5.2.20.Appellante heeft in hoger beroep tegen dit oordeel uitsluitend aangevoerd dat, voor zover al sprake is van hoofdverblijf, haar zorgbehoefte dermate intensief is dat dit niet meer in redelijkheid gevergd kan worden van een huisgenoot. Volgens appellante is sprake van een fulltime belasting, met avond- en nachtdiensten. Appellante miskent hiermee dat de intrekking en terugvordering van het door het college verstrekte pgb naar zijn aard uitsluitend betrekking kan hebben op het pgb dat door het college is verstrekt en dat dit pgb uitsluitend betrekking heeft op de huishoudelijke hulp.

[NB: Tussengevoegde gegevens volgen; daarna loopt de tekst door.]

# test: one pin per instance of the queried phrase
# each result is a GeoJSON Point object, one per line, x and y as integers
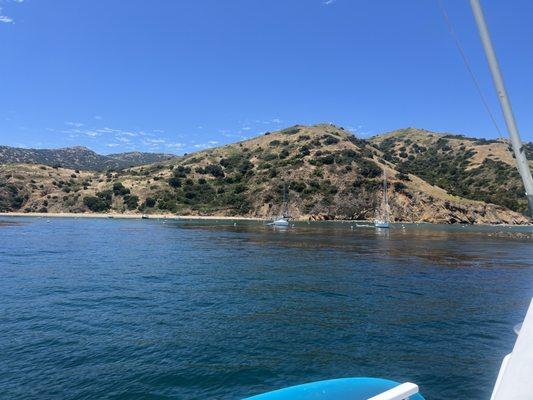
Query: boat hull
{"type": "Point", "coordinates": [338, 389]}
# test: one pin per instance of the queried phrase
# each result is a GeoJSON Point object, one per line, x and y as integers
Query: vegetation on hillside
{"type": "Point", "coordinates": [328, 173]}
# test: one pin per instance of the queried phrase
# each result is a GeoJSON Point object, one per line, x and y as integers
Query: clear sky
{"type": "Point", "coordinates": [179, 75]}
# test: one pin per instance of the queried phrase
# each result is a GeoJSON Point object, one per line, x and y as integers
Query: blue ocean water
{"type": "Point", "coordinates": [141, 309]}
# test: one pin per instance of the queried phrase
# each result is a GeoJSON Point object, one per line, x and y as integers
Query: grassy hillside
{"type": "Point", "coordinates": [329, 173]}
{"type": "Point", "coordinates": [476, 169]}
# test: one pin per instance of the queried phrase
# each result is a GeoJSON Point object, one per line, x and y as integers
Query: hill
{"type": "Point", "coordinates": [330, 174]}
{"type": "Point", "coordinates": [477, 169]}
{"type": "Point", "coordinates": [78, 158]}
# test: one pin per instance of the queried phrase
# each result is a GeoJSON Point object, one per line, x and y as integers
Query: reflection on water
{"type": "Point", "coordinates": [187, 309]}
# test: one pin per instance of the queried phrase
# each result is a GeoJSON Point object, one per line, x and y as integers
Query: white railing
{"type": "Point", "coordinates": [400, 392]}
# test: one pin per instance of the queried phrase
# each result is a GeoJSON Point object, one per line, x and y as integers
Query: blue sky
{"type": "Point", "coordinates": [177, 76]}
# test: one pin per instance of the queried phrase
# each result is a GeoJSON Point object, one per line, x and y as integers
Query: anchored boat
{"type": "Point", "coordinates": [382, 220]}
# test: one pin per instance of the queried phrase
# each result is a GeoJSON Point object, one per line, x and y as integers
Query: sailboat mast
{"type": "Point", "coordinates": [518, 148]}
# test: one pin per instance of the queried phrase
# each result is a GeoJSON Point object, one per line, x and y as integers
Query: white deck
{"type": "Point", "coordinates": [515, 380]}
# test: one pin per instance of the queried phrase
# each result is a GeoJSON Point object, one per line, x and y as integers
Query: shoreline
{"type": "Point", "coordinates": [210, 218]}
{"type": "Point", "coordinates": [127, 216]}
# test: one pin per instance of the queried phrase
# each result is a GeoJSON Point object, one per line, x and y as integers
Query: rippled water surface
{"type": "Point", "coordinates": [141, 309]}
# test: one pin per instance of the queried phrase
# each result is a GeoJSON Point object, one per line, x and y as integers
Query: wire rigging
{"type": "Point", "coordinates": [468, 67]}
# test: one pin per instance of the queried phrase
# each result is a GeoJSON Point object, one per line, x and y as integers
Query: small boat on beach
{"type": "Point", "coordinates": [283, 219]}
{"type": "Point", "coordinates": [382, 219]}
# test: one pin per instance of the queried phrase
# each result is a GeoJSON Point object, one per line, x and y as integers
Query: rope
{"type": "Point", "coordinates": [468, 67]}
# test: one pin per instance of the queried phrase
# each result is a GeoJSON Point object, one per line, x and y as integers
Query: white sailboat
{"type": "Point", "coordinates": [283, 219]}
{"type": "Point", "coordinates": [382, 220]}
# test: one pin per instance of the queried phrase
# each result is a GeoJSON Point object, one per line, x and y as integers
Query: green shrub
{"type": "Point", "coordinates": [96, 203]}
{"type": "Point", "coordinates": [119, 189]}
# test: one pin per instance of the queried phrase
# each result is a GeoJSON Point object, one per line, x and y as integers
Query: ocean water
{"type": "Point", "coordinates": [146, 309]}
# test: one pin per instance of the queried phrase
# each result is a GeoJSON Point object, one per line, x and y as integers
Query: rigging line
{"type": "Point", "coordinates": [468, 67]}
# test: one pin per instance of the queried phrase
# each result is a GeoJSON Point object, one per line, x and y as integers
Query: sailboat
{"type": "Point", "coordinates": [514, 378]}
{"type": "Point", "coordinates": [282, 220]}
{"type": "Point", "coordinates": [382, 220]}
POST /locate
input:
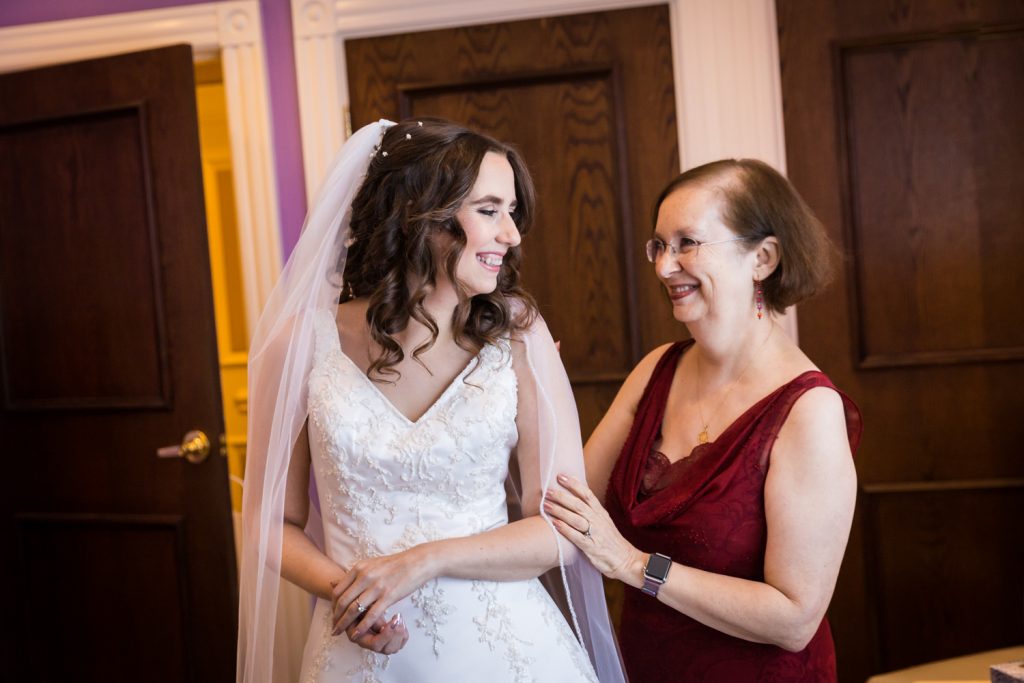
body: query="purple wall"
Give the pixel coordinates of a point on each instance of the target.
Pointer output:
(276, 17)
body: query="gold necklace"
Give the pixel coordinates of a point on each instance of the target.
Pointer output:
(702, 436)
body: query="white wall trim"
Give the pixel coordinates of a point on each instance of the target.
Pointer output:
(231, 30)
(725, 55)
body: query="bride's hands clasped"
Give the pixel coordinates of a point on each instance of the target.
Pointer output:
(580, 517)
(368, 590)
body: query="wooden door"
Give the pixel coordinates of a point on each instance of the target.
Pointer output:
(904, 133)
(589, 100)
(120, 565)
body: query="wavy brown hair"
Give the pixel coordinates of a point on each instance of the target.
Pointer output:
(419, 177)
(758, 202)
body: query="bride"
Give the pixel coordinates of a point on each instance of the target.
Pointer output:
(396, 373)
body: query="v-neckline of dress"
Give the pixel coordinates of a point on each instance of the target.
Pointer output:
(394, 409)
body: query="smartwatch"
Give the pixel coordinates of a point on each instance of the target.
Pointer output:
(655, 573)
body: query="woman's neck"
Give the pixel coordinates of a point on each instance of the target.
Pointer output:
(726, 349)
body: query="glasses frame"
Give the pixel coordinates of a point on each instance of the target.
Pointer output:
(670, 247)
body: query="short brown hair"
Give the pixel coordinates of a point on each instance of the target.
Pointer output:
(758, 202)
(422, 172)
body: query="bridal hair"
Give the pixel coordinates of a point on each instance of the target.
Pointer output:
(758, 202)
(419, 176)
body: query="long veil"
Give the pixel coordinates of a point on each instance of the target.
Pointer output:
(280, 361)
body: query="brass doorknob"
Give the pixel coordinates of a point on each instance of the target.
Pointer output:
(195, 447)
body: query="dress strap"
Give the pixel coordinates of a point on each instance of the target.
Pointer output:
(326, 337)
(628, 473)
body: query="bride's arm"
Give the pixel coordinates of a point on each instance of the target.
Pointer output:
(523, 549)
(301, 561)
(304, 564)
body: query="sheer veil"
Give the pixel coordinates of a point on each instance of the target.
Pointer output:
(280, 361)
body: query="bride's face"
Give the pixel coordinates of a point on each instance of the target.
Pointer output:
(485, 218)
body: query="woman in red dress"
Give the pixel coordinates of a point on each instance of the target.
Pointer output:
(721, 483)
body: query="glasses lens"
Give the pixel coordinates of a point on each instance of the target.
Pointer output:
(654, 249)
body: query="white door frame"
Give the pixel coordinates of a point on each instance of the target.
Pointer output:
(231, 30)
(725, 66)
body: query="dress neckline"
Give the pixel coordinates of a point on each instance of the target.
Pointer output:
(732, 425)
(449, 389)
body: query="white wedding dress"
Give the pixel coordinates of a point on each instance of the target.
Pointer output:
(386, 483)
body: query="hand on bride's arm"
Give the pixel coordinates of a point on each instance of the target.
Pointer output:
(369, 589)
(580, 517)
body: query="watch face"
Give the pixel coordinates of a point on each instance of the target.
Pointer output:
(657, 566)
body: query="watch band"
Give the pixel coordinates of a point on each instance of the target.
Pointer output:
(655, 572)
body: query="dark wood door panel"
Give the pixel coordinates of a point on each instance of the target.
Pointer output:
(123, 560)
(903, 134)
(111, 573)
(932, 544)
(931, 141)
(589, 101)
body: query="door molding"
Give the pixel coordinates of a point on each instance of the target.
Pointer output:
(724, 54)
(230, 30)
(725, 65)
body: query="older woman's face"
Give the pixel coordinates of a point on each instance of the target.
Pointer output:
(708, 282)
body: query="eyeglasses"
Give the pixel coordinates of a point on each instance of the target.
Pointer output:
(680, 246)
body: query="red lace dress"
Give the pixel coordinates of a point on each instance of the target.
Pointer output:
(707, 511)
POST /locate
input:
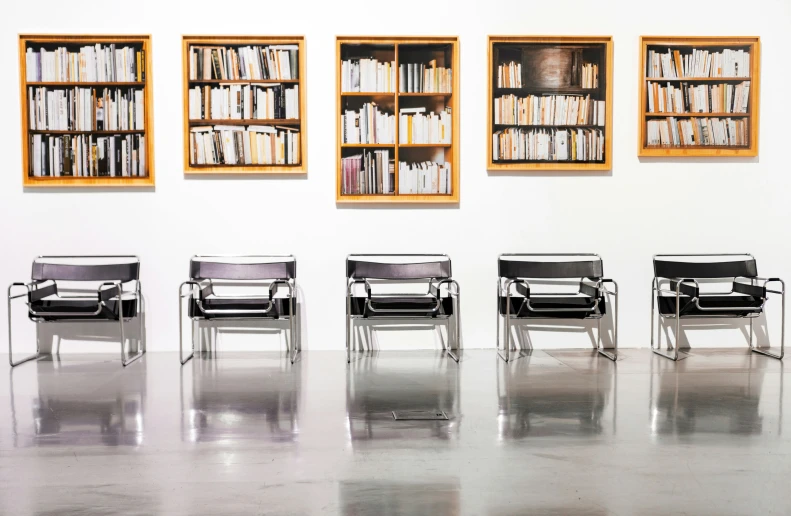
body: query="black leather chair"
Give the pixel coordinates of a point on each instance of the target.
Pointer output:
(440, 301)
(57, 293)
(516, 299)
(676, 292)
(259, 276)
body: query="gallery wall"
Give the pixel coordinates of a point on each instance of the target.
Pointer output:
(639, 208)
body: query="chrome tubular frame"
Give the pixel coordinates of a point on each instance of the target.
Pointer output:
(455, 295)
(293, 347)
(505, 354)
(753, 311)
(100, 306)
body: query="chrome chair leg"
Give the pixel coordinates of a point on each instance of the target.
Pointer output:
(10, 338)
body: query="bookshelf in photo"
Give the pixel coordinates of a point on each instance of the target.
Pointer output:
(699, 96)
(87, 109)
(549, 103)
(244, 105)
(397, 119)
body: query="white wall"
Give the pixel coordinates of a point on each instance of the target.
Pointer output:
(642, 207)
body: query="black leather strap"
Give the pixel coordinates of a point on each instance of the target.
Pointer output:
(208, 269)
(86, 272)
(665, 268)
(511, 268)
(359, 269)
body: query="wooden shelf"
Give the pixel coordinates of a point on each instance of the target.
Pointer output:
(132, 131)
(73, 42)
(698, 79)
(685, 44)
(87, 84)
(705, 115)
(300, 124)
(401, 50)
(243, 81)
(253, 121)
(585, 49)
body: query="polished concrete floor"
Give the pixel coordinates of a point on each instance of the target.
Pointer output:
(554, 432)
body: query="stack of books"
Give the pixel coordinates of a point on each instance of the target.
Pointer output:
(244, 102)
(548, 145)
(234, 145)
(86, 109)
(88, 155)
(97, 63)
(549, 110)
(367, 75)
(702, 98)
(424, 178)
(420, 78)
(698, 63)
(273, 62)
(415, 126)
(368, 173)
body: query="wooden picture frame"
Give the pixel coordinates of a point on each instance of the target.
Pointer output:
(685, 45)
(300, 124)
(406, 45)
(73, 42)
(557, 80)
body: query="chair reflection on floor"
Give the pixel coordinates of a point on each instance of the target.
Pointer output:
(553, 401)
(241, 398)
(79, 404)
(401, 498)
(729, 402)
(375, 389)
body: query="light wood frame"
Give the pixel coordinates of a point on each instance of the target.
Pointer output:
(505, 166)
(701, 42)
(148, 87)
(302, 124)
(451, 100)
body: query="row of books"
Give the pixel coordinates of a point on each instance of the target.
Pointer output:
(548, 145)
(697, 131)
(509, 75)
(590, 76)
(86, 155)
(420, 78)
(234, 145)
(368, 173)
(368, 75)
(549, 110)
(368, 125)
(426, 177)
(702, 98)
(98, 63)
(273, 62)
(417, 126)
(244, 102)
(698, 63)
(85, 109)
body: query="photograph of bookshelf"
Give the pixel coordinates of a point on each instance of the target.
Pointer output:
(398, 119)
(86, 110)
(549, 103)
(244, 105)
(699, 96)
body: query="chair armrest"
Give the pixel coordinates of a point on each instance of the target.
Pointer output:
(682, 285)
(749, 290)
(37, 294)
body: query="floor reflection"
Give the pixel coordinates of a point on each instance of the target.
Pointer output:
(229, 399)
(78, 403)
(379, 383)
(713, 403)
(400, 498)
(537, 401)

De aan appellante verleende indicatie voor huishoudelijke hulp van 13 tot 15,9 uur per week is weliswaar de hoogst haalbare volgens de Verordening, maar in redelijkheid kan niet worden gezegd dat 13 tot 15,9 uur per week dermate intensief is dat dit niet gevergd kan worden van appellant.
5.2.21.Hetgeen is overwogen in 5.2.18 en 5.2.20 betekent dat de rechtbank terecht heeft geoordeeld dat de bestreden besluiten 3 en 4 in rechte stand kunnen houden.
5.2.22.Het voorgaande betekent dat de hoger beroepen niet slagen, zodat de aangevallen uitspraak, voor zover aangevochten, dient te worden bevestigd.